Choice probabilities and noise correlations. A: empirical distribution of CPs measured in the 500 ms after offer onset (N = 229 cells). Cells with positive and negative encoding were pooled (see materials and methods). Across the population, mean(CP) = 0.513 ± 0.007 (SE). B: relation between CP and neuronal sensitivity. Each data point represents one offer value cell. For each neuron, the neuronal sensitivity was calculated dividing the tuning slope by the average SD. Cells encoding the two juices (A and B) were pooled, but cells with negative encoding were not rectified here (sensitivity < 0). Color lines indicate the result of a linear fit (a₀ + a₁x; red line) and the result of a fit based on a third-order polynomial (a₀ + a₁x + a₂x² + a₃x³; blue line).

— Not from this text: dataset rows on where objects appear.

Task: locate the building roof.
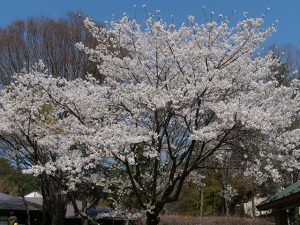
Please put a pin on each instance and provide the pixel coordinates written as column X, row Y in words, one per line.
column 8, row 202
column 286, row 198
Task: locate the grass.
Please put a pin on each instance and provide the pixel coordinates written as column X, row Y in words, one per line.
column 189, row 220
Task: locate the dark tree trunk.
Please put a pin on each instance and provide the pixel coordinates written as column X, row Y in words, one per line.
column 54, row 200
column 152, row 219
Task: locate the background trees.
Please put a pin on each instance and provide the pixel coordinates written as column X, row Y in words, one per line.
column 172, row 101
column 25, row 42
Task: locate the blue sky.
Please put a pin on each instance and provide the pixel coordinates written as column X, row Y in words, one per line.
column 287, row 12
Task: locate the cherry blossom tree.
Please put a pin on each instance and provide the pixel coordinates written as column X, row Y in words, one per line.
column 175, row 98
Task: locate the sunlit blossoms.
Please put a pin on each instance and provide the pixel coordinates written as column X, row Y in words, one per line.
column 171, row 99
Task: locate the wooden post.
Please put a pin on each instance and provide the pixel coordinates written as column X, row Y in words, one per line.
column 280, row 217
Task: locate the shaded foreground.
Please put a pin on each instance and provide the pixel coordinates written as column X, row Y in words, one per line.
column 189, row 220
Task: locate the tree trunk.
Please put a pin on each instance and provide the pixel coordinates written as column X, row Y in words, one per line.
column 152, row 219
column 54, row 200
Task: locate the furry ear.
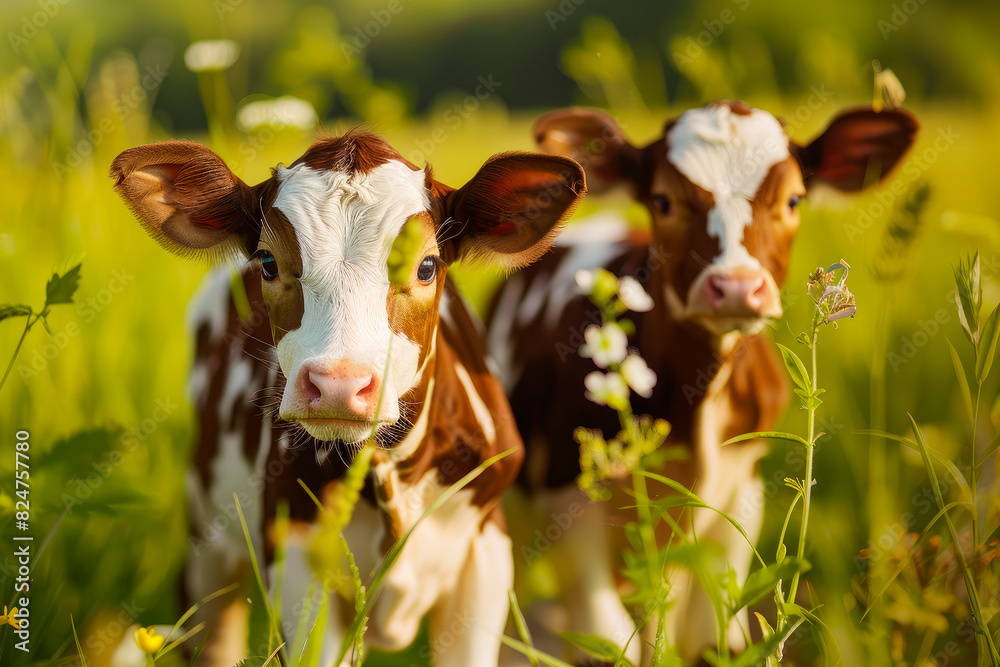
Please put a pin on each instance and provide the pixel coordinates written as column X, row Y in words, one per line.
column 855, row 143
column 593, row 139
column 513, row 208
column 187, row 199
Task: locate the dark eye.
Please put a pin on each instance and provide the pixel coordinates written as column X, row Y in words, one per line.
column 661, row 204
column 427, row 269
column 268, row 265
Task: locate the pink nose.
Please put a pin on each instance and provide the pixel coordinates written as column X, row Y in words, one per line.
column 737, row 293
column 342, row 389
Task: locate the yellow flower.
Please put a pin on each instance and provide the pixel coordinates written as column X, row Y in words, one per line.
column 8, row 618
column 148, row 641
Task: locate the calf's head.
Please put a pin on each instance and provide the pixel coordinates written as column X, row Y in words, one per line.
column 722, row 187
column 321, row 231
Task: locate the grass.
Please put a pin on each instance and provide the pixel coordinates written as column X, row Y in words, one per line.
column 111, row 429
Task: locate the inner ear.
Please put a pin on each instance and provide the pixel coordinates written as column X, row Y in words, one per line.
column 594, row 140
column 856, row 145
column 511, row 211
column 187, row 199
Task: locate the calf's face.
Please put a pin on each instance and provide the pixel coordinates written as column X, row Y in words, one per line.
column 321, row 232
column 722, row 187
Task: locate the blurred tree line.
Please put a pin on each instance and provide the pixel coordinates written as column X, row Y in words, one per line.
column 386, row 59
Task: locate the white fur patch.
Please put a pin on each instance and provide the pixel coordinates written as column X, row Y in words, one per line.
column 729, row 155
column 346, row 224
column 478, row 406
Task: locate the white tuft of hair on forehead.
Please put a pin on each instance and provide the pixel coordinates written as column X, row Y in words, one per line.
column 345, row 225
column 729, row 155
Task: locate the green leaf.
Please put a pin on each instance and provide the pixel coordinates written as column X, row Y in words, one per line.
column 968, row 296
column 988, row 451
column 913, row 550
column 952, row 469
column 796, row 369
column 599, row 647
column 79, row 651
column 984, row 359
column 61, row 288
column 695, row 501
column 14, row 310
column 532, row 652
column 521, row 625
column 773, row 435
column 766, row 632
column 762, row 581
column 375, row 589
column 963, row 381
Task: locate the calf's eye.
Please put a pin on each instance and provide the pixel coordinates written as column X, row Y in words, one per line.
column 427, row 269
column 268, row 265
column 661, row 204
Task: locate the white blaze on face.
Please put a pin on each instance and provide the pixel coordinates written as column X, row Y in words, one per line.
column 729, row 155
column 345, row 225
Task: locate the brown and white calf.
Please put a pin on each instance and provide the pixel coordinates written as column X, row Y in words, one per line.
column 721, row 185
column 319, row 233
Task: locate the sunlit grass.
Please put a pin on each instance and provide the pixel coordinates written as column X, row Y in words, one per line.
column 91, row 400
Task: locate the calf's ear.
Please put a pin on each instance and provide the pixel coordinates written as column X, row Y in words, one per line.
column 512, row 210
column 187, row 199
column 593, row 139
column 858, row 149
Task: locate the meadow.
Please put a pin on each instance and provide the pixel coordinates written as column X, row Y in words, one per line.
column 101, row 391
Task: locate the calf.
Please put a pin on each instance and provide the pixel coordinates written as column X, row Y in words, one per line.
column 721, row 186
column 319, row 234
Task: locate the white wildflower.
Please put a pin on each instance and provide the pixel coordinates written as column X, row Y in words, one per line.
column 211, row 55
column 633, row 295
column 606, row 389
column 638, row 375
column 606, row 344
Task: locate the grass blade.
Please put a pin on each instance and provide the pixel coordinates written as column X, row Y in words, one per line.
column 698, row 502
column 273, row 629
column 83, row 658
column 963, row 381
column 521, row 625
column 911, row 551
column 796, row 369
column 533, row 652
column 984, row 360
column 772, row 435
column 945, row 463
column 390, row 558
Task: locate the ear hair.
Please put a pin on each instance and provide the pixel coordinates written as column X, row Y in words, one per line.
column 593, row 139
column 854, row 141
column 512, row 210
column 188, row 200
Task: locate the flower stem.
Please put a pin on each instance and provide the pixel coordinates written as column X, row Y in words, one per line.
column 28, row 323
column 975, row 474
column 807, row 486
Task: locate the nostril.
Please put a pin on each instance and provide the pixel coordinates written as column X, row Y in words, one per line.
column 714, row 291
column 310, row 387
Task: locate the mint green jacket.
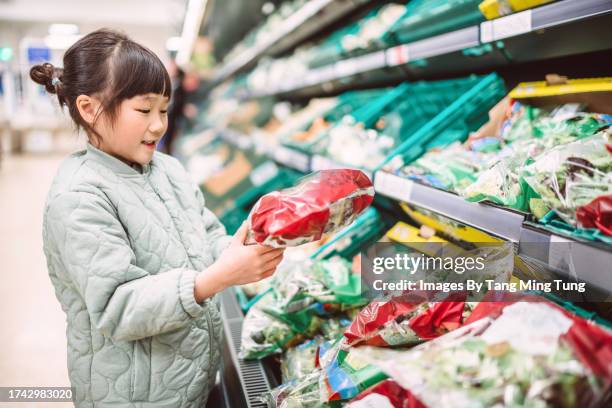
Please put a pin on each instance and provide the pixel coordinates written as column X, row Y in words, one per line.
column 123, row 248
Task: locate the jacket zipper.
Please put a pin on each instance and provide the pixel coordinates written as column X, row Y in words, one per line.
column 208, row 317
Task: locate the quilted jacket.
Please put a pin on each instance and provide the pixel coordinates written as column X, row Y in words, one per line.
column 123, row 247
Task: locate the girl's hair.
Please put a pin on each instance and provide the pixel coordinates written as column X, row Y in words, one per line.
column 106, row 64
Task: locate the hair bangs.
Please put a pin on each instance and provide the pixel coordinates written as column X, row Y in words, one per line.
column 138, row 71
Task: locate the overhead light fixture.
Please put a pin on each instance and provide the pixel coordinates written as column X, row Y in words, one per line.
column 191, row 29
column 60, row 42
column 63, row 29
column 173, row 43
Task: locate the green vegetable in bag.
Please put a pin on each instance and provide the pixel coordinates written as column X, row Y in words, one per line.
column 263, row 334
column 571, row 175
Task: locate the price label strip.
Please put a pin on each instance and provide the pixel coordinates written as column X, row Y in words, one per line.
column 292, row 158
column 506, row 27
column 393, row 186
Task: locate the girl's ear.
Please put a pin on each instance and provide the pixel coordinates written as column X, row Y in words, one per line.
column 89, row 108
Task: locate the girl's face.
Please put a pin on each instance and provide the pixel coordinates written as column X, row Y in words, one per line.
column 140, row 123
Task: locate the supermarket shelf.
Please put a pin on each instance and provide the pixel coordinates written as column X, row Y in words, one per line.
column 525, row 36
column 584, row 261
column 283, row 155
column 242, row 381
column 570, row 258
column 311, row 18
column 496, row 221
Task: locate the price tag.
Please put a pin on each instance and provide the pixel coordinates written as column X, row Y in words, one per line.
column 559, row 252
column 397, row 55
column 345, row 68
column 263, row 173
column 505, row 27
column 291, row 158
column 393, row 186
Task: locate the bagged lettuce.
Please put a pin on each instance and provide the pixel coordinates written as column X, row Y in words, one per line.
column 572, row 175
column 263, row 334
column 323, row 202
column 527, row 353
column 300, row 360
column 405, row 321
column 597, row 214
column 386, row 394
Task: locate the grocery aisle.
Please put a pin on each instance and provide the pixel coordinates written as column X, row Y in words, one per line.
column 33, row 344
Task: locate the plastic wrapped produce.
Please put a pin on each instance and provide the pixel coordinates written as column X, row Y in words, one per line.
column 263, row 334
column 407, row 320
column 323, row 202
column 529, row 132
column 386, row 394
column 303, row 393
column 571, row 175
column 300, row 360
column 597, row 214
column 527, row 354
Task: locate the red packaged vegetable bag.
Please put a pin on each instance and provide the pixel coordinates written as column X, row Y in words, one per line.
column 597, row 214
column 323, row 202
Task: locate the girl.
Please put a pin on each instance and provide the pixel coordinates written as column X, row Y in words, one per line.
column 133, row 254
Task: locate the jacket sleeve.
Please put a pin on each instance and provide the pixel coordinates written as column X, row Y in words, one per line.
column 124, row 302
column 215, row 230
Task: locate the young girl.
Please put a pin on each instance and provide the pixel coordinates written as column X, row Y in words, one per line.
column 133, row 254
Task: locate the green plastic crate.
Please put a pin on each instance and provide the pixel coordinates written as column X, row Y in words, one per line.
column 427, row 18
column 348, row 103
column 233, row 217
column 419, row 103
column 366, row 229
column 454, row 123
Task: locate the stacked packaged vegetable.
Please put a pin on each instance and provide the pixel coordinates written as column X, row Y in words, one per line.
column 508, row 352
column 367, row 136
column 551, row 161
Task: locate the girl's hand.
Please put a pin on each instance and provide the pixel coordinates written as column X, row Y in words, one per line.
column 237, row 265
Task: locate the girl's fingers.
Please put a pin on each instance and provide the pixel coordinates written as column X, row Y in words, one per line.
column 269, row 256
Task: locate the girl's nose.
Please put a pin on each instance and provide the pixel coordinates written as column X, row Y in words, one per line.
column 157, row 126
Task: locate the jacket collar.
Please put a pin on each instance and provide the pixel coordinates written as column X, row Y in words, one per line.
column 116, row 165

In the latter, terms a₀ and a₁ were significantly >0, while terms a₂ and a₃ were indistinguishable from 0, indicating that the readout of offer value cells was close to optimal (Haefner et al. 2013). Two outliers (gray dots) were not included in the regressions, but adding them to the dataset did not alter any of the significance results. C and D: reconstructing choice probabilities from noise correlations. Each data point represents the mean(CP) obtained empirically or from a simulation (see results). The error bars shown for the empirical measure indicate SE. For each readout scheme, long-distance and mixed-distance simulations provided, respectively, a lower bound and an upper bound for mean(CP) (see materials and methods). Empirical and simulated CP were calculated during the postoffer time window (C) and the window 150–400 ms following offer onset (D).